Post-duplication charge evolution of phosphoglucose isomerases in teleost fishes through weak selection on many amino acid sites

Abstract

Background: The partitioning of ancestral functions among duplicated genes by neutral evolution, or subfunctionalization, has been considered the primary process for the evolution of novel proteins (neofunctionalization). Nonetheless, how a subfunctionalized protein can evolve into a more adaptive protein is poorly understood, mainly due to the limitations of current analytical methods, which can detect only strong selection for amino acid substitutions involved in adaptive molecular evolution. In this study, we employed a comparative evolutionary approach to this question, focusing on differences in the structural properties of a protein, specifically the electric charge, encoded by fish-specific duplicated phosphoglucose isomerase (Pgi) genes.

Results: Full-length cDNA cloning, RT-PCR based gene expression analyses, and comparative sequence analyses showed that after subfunctionalization with respect to the expression organ of duplicate Pgi genes, the net electric charge of the PGI-1 protein expressed mainly in internal tissues became more negative, and that of PGI-2 expressed mainly in muscular tissues became more positive. The difference in net protein charge was attributable not to specific amino acid sites but to the sum of various amino acid sites located on the surface of the PGI molecule.

Conclusion: This finding suggests that the surface charge evolution of PGI proteins was not driven by strong selection on individual amino acid sites leading to permanent fixation of a particular residue, but rather was driven by weak selection on a large number of amino acid sites and consequently by steady directional and/or purifying selection on the overall structural properties of the protein, which is derived from many modifiable sites.

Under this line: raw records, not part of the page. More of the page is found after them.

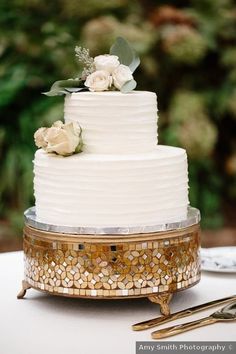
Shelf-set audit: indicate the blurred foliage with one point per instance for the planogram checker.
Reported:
(188, 57)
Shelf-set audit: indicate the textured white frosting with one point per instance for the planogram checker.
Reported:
(93, 190)
(113, 122)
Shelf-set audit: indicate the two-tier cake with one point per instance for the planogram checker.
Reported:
(112, 216)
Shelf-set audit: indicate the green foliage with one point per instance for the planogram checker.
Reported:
(187, 55)
(126, 54)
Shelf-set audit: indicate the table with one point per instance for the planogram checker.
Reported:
(42, 323)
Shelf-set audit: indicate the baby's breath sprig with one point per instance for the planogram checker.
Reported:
(85, 60)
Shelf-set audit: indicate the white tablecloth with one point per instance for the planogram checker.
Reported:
(46, 324)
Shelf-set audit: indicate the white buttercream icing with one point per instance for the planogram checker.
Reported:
(112, 190)
(113, 122)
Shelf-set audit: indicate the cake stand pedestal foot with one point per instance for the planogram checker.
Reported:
(163, 300)
(25, 287)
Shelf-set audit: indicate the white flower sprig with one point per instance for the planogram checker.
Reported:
(112, 71)
(61, 138)
(108, 72)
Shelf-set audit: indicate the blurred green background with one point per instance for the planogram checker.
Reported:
(188, 57)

The mode of molecular evolution presented here may be relevant to various cases of adaptive modification in proteins, such as hydrophobic properties, molecular size, and electric charge.

Figure 1

Molecular phylogeny and spatial expression patterns of Pgi. (A) Bayesian tree of Pgi genes derived from 20 vertebrates. Numbers indicate percent posterior probabilities for the Bayesian tree (left) and bootstrap support values by the maximum likelihood method (right). Arrow denotes a gene duplication event. In cDNA clones, only one Pgi was identified from non-teleosts, whereas two Pgi genes were identified from teleosts. The two Pgi genes differed by about 20% in amino acid sequence, and were grouped into separate clades (Pgi-1 and Pgi-2). In both clades, the gene relationships were consistent with the evolutionary relationships of teleost species [18, 19, 21]. (B) Partial-length gel images of the RT-PCR expression analysis of Pgi genes and positive control (β-actin) genes in ray-finned fishes. The tree in the left panel shows the relationships among the Pgi genes inferred in this study. The black circle on the tree denotes the timing of the Pgi gene duplication event. Letters indicate tissues: M, muscle; L, liver; H, heart; Gi, gill; B, brain; K, kidney. Full-length gels, including negative controls and size markers, are presented in Additional file 1: Fig. S5.

Figure 2

Current states and inferred evolutionary process of electric charge change in PGI isoforms. (A) Maximum likelihood tree of Pgi genes in ray-finned fishes inferred by BASEML [34] with a known phylogeny [18]. Numbers indicate estimated pI. Arrow denotes a gene duplication event. (B) Amino acid sites that differ by the presence or absence of hydrophilic charged residues between current PGI-1 and PGI-2. Positively charged residues are blue; negatively charged residues, red; other residues, light gray. The numbers above refer to the amino acid positions of PGI [33]. The stars below indicate sites located on the molecular surface. (C) Inferred charge-changing substitution events mapped over the PGI phylogeny. Orange and brown bars denote upward and downward charge changes, respectively.

Figure 3

Spatial locations of inferred amino acid substitutions in the PGI structure. (A) Maximum likelihood-inferred charge-changing substitution sites after the Pgi duplication are colored magenta; charge-neutral substitution sites, dark gray; enzyme active sites, yellow. Full molecular models are shown on the left, and two cross sections are shown center and right. The inferred charge-changing sites localize to the surface of the PGI molecule (73 charge-changing sites/234 total surface sites, 3 charge-changing sites/316 total interior sites; P = 0.0000, two-tailed Fisher's exact test), in contrast to the inferred charge-neutral sites (106 charge-neutral sites/234 total surface sites, 183 charge-neutral sites/316 total interior sites; P = 0.1040, two-tailed Fisher's exact test) (B) Histograms of the inferred number of charge-changing and charge-neutral substitutions after the Pgi duplication. The solid green line denotes the proportion of charge-changing substitutions per total substitutions within the site classes based on solvent accessibility (horizontal axis): this proportion significantly increases with solvent-accessible surface area (P = 0.0000, Cochran – Armitage trend test, n = 584).